A couple of Premiership grounds each boast a very loud supporter who is close enough to the press box for their shrill, sustained vocal contributions to seriously test your patience. At another ground, the press seats back on to a box habitually filled by people with zero knowledge of rugby, who are clearly only there for a very loud jolly. One ground still has facilities which, to say the least, leave pretty much everything to be desired. Their old press box should have been condemned long before professionalism and the closest they’ve ever come to a press room is a tent.

I'm very happy to acknowledge that who would’ve been last weekend’s opponent, Exeter, have an excellent stadium, which is getting better all the time, although it has to be said that Sandy Park is exposed to the coldest winds found at any Premiership ground outside Kingston Park, where I've even frozen in May. It also has to be said that the temperature inside Exeter's vast press room (hangar) is often even lower!

European trips were always exciting, but the warmth of the welcome for Her Majesty’s Press varied. With one or two honourable exceptions, French clubs provide little or no catering for hungry hacks. At one venue, I nearly caused a diplomatic incident by picking up one of an array of baguettes which lay invitingly on a platter in the press box. I was told, in full puffed cheek mode, that they were for the local reporters. Merci beaucoup, mes amis. Vive L’Entente Cordiale.

Italy never failed to please. Mogliano stands out. Ask anybody who was there.
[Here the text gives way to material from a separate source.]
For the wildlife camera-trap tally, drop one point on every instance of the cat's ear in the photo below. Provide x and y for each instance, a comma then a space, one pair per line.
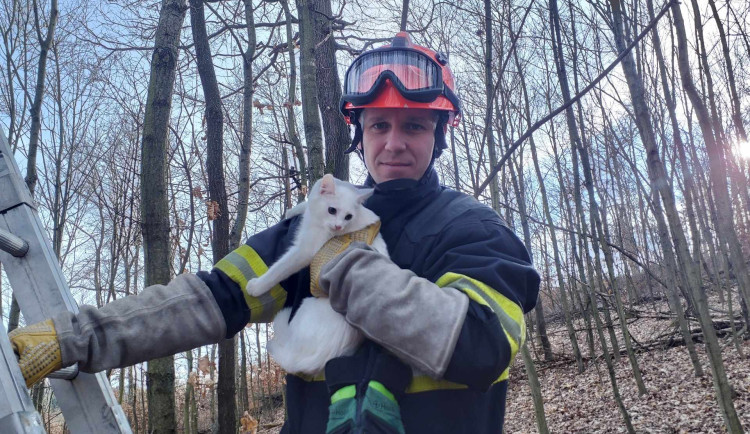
327, 184
364, 193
Roma was mixed. A plush, classy clubhouse, with glamorous staff and excellent food, but I was forced to report from the bottom of a temporary tower, crouched awkwardly beneath scaffolding. Viadana was a different challenge. For some reason, head of communications Ali Donnelly had not made the trip, so I was working on my own. We scored 90 points that day, including fourteen tries, so writing a report while also providing Twitter updates was an interesting experience.

Galway’s Sportsground was certainly welcoming, although far from warm. A disappointing result against Connacht was made worse by being seated next to a choleric local journo who spent all afternoon screaming frenzied advice at/to the officials. At one point, I was seriously concerned that his head might explode. At least our European travels never took us to Siberia, although Paris and Bayonne have both produced Arctic conditions. There were also monsoons in Limerick and Toulouse, as well as a pea-souper in Rovigo.

Irritants apart, the hardest regular challenge was finding new words to describe the latest wonder try from Christian Wade. When he suddenly decided to seek his fortune in American Football, he had scored ninety-eight tries for Wasps and I had already prepared the article which would salute what seemed to be the inevitable century. It’s still stored in my laptop, but I can’t bring myself to read it.

A few regrets aside, I wouldn’t have missed the last seventeen years for the world. I shall miss the good humour and camaraderie of the press room. I have been lucky enough to share press boxes around Europe with Wasps colleagues Laura Brown, the aforementioned Ali Donnelly, Ben Lloyd, Mel Platt, Chris Kerr, Paul Smith, and Tom Vale. Many a laugh and never a cross word, apart from some choice expletives about the opposition or the officials!

Sincere thanks to everybody who has helped make those years so enjoyable - press and club colleagues, players, coaches, directors, fellow supporters. It has been a pleasure and a privilege to, in some small way, serve this great club.